Maybe it’s the act of putting something in the not-yet-frozen earth knowing full well it will sleep while the snow flies and come to life as soon as Nature tells it to, come spring.
Or maybe it’s the comfort of knowing that there’s one less thing to plant next spring that will provide for us in the late summer/early fall.
Or maybe it’s just because I simply love garlic and eat it on pretty much every thing savory under the sun, both fresh and powdered.
No matter what it is, it just feels so good to get it in the ground.
Now, this year required a substantial bit more prep than in years past because it went straight in the ground and not into a raised bed like at our old house and though the weeds are dead now, the soil in our garden will require lots of tending for seasons to come.
Plus, there were actual rows to hoe (imagine that?!) and my blistered hands now speak of my apparent inability to hoe a straight line without the aid of markers.
There’s always something to improve upon, isn’t there?
So, what varieties did we plant? Well, in my quest to be more intentional about our purchases when and where I can, I decided this year would be the perfect time to hit the Farmer’s Market and purchase some seed garlic from the locals. Here’s what I found:
- Spanish Red from Revolution Farm – A hard neck variety with pretty, purple streaked papers that is good for eating either raw or cooked. We planted 36 cloves of this variety.
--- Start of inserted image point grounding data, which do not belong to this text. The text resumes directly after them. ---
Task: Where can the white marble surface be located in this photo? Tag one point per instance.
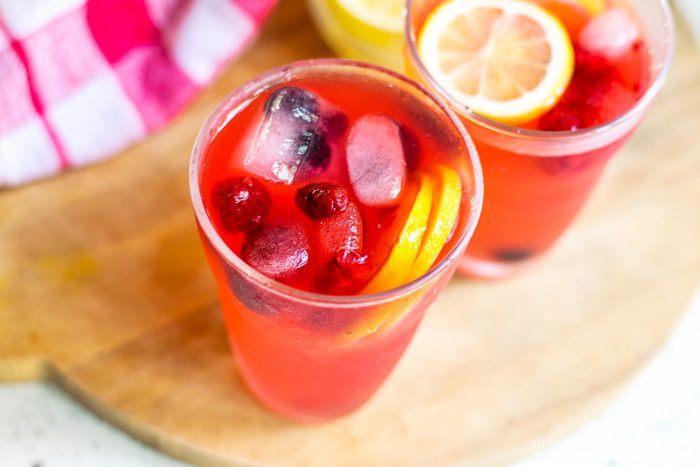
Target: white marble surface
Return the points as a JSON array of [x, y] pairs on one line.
[[656, 422]]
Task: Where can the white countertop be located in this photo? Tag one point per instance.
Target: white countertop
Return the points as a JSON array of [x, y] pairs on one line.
[[656, 422]]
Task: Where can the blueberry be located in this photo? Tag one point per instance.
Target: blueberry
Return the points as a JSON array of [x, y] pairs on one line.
[[297, 102], [313, 150]]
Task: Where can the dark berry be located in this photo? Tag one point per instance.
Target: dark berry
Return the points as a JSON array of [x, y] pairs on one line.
[[242, 203], [321, 200], [313, 150], [278, 251], [297, 102]]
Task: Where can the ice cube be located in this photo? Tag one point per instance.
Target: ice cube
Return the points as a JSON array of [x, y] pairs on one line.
[[610, 34], [291, 142], [278, 251], [376, 162]]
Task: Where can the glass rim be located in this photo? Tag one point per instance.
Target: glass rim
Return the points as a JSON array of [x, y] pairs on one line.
[[522, 133], [231, 105]]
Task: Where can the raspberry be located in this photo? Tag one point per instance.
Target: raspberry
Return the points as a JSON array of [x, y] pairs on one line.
[[595, 96], [322, 200], [350, 264], [242, 203]]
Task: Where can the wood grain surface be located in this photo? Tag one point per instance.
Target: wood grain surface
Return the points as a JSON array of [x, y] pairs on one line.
[[104, 289]]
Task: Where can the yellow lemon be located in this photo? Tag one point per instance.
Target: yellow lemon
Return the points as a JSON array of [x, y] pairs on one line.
[[508, 60], [443, 215], [403, 255]]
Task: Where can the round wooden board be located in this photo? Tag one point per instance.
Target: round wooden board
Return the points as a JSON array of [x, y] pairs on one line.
[[103, 288]]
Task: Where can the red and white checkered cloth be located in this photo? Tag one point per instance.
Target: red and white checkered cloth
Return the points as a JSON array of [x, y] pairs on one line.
[[82, 79]]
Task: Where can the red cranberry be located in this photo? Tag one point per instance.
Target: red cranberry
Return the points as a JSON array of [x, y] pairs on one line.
[[242, 203], [322, 200]]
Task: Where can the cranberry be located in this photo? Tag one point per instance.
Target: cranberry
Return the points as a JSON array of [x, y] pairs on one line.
[[242, 203], [322, 200]]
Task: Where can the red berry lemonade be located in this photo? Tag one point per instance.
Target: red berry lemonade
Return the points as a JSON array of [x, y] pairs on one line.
[[334, 200], [542, 160]]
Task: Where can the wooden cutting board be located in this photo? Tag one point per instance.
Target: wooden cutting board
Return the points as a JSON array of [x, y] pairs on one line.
[[104, 289]]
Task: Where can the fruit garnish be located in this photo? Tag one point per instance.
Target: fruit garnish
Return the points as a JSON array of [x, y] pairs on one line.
[[294, 102], [376, 162], [508, 60], [293, 141], [611, 34], [416, 212], [446, 202], [279, 252], [373, 20], [242, 203], [321, 200], [595, 96]]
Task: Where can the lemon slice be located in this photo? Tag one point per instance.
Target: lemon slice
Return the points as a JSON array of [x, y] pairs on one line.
[[386, 15], [403, 255], [374, 23], [442, 220], [508, 60]]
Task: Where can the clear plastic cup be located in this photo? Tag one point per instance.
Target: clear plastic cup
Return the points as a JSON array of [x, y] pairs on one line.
[[536, 182], [292, 347]]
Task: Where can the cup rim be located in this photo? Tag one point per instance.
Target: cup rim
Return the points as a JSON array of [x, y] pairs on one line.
[[522, 133], [232, 105]]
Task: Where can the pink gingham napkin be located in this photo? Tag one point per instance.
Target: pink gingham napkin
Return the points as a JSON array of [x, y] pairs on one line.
[[82, 79]]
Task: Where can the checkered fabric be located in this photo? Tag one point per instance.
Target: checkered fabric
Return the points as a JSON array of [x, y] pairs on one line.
[[82, 79]]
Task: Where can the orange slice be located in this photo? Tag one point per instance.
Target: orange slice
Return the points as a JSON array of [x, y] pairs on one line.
[[443, 215], [508, 60]]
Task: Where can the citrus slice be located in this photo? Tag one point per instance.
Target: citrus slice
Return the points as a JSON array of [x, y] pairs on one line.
[[443, 215], [372, 23], [508, 60], [386, 15], [403, 255]]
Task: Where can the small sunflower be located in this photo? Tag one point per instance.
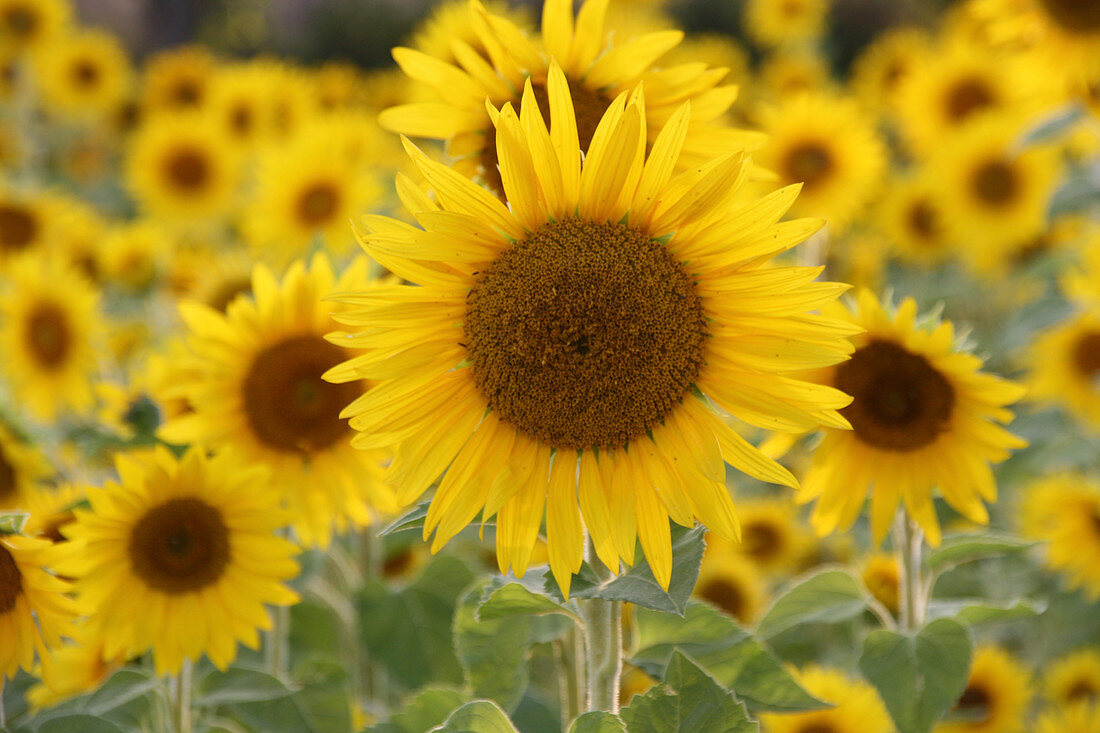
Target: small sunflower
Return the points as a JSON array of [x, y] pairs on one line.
[[857, 707], [1065, 367], [84, 75], [1074, 678], [531, 342], [832, 148], [180, 558], [35, 610], [597, 73], [183, 167], [923, 416], [253, 379], [50, 334], [996, 698]]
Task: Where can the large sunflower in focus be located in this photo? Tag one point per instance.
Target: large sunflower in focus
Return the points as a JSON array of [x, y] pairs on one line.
[[922, 416], [596, 69], [598, 319], [253, 379], [179, 557]]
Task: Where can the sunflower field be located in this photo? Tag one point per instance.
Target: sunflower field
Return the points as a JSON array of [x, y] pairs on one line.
[[550, 367]]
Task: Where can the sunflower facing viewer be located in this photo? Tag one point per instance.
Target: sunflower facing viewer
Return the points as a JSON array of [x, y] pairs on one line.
[[569, 329]]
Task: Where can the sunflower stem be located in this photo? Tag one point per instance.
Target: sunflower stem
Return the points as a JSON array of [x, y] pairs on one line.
[[909, 540], [182, 688], [603, 645]]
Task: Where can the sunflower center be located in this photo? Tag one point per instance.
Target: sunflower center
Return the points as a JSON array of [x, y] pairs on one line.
[[809, 162], [1075, 15], [977, 702], [317, 204], [760, 540], [11, 581], [996, 183], [188, 168], [1087, 354], [47, 335], [589, 108], [179, 546], [18, 228], [725, 594], [900, 402], [585, 335], [287, 404], [967, 96]]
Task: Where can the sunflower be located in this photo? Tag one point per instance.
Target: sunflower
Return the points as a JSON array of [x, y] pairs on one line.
[[254, 381], [831, 146], [922, 416], [1074, 678], [565, 328], [780, 22], [178, 79], [1065, 364], [179, 557], [857, 707], [993, 196], [26, 24], [1064, 510], [83, 75], [597, 72], [22, 468], [35, 610], [48, 336], [183, 167], [996, 697]]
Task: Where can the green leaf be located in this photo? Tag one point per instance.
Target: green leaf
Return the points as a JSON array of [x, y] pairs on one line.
[[638, 586], [689, 701], [493, 652], [597, 722], [964, 548], [826, 595], [78, 723], [408, 631], [477, 717], [921, 676], [238, 685], [725, 651]]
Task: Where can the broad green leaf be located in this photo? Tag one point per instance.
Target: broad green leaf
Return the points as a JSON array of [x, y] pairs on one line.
[[919, 677], [689, 701], [477, 717], [964, 548], [638, 586], [78, 723], [597, 722], [422, 711], [493, 653], [408, 631], [725, 651], [826, 595]]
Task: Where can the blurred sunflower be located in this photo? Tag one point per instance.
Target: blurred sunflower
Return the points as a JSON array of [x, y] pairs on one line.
[[1065, 367], [253, 379], [35, 610], [832, 148], [997, 696], [923, 416], [183, 167], [597, 73], [180, 558], [509, 362], [1074, 678], [857, 707], [83, 75], [50, 334]]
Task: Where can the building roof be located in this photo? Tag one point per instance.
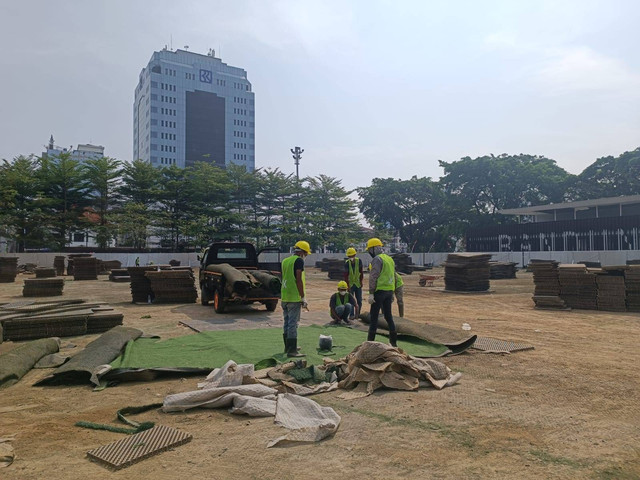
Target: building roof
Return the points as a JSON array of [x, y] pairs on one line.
[[598, 202]]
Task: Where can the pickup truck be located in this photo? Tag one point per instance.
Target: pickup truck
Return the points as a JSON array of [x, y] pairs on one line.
[[243, 257]]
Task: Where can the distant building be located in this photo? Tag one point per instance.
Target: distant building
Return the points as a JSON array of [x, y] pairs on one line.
[[192, 108], [602, 224], [81, 153]]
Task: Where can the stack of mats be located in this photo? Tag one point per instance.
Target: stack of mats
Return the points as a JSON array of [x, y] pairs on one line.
[[500, 270], [45, 272], [30, 320], [140, 285], [578, 286], [58, 264], [85, 268], [611, 289], [467, 272], [119, 275], [547, 285], [8, 269], [404, 264], [43, 287], [173, 286], [632, 286], [72, 258]]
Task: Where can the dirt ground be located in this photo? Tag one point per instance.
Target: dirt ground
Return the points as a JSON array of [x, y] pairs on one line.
[[568, 409]]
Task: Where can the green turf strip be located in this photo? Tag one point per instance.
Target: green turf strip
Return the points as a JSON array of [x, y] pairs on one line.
[[257, 346]]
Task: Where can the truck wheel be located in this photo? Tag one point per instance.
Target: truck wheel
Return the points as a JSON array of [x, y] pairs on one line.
[[271, 305], [205, 297], [218, 302]]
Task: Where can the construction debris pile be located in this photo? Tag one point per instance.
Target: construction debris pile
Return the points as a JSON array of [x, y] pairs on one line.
[[404, 264], [578, 286], [501, 270], [467, 272], [632, 287], [45, 272], [547, 285], [29, 319], [610, 288], [43, 287], [119, 275], [8, 269], [173, 286]]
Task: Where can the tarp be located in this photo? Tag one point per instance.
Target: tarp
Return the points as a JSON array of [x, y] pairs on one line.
[[17, 362], [257, 346], [83, 367], [457, 341]]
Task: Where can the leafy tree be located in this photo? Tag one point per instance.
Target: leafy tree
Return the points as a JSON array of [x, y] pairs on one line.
[[65, 195], [609, 177], [102, 177], [21, 215]]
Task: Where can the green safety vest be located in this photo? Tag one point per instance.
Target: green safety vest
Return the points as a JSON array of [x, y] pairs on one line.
[[387, 280], [354, 273], [289, 290]]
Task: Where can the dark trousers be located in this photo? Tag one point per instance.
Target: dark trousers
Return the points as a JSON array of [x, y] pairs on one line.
[[382, 300]]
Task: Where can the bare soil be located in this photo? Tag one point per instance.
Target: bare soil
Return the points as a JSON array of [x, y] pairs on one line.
[[568, 409]]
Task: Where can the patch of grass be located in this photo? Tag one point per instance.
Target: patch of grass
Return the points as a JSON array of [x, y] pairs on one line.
[[547, 458]]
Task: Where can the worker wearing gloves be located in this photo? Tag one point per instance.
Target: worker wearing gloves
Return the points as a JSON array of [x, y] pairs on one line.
[[382, 284], [342, 305], [353, 276], [399, 291], [292, 295]]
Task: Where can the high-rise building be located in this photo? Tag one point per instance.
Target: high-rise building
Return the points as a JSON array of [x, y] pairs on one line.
[[81, 153], [193, 108]]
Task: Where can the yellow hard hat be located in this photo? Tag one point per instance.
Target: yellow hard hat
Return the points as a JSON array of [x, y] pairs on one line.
[[304, 246], [373, 242]]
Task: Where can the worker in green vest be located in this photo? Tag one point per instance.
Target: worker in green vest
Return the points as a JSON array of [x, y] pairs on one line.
[[342, 304], [382, 283], [399, 291], [292, 296], [353, 275]]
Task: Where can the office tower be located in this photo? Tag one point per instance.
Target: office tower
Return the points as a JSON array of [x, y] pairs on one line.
[[192, 108]]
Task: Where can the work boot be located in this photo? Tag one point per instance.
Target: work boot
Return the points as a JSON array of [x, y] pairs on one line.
[[292, 348]]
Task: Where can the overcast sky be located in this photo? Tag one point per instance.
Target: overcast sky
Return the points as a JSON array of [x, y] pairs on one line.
[[367, 88]]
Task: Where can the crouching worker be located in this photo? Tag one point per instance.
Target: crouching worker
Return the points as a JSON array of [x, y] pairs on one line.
[[343, 304], [292, 295]]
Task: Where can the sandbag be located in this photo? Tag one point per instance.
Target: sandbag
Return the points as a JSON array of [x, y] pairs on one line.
[[268, 281], [456, 341], [236, 280], [83, 367], [16, 363]]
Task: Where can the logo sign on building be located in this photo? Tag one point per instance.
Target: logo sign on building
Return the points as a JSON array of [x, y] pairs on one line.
[[206, 76]]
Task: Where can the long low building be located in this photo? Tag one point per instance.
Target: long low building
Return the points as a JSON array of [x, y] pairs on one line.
[[602, 224]]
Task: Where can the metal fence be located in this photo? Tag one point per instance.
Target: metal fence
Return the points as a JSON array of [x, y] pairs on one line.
[[590, 234]]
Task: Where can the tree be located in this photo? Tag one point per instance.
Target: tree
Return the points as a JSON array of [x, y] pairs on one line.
[[609, 177], [21, 215], [102, 177], [65, 195]]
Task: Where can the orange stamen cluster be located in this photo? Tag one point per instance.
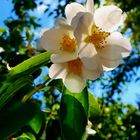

- Italian Red Artichoke from Zulu’s Petals Farm – A soft neck variety in white papers that is great for roasting. We planted 74 cloves of this variety.
The 110 cloves were planted in two ~40 foot rows and, honestly, there were many more cloves to plant, but we decided to stop at that seeing as, if they all survive and thrive, that will be more than enough for us to use for a year and we’re not quite ready yet to invest in much more than what we can use (ie: plant a Market Garden).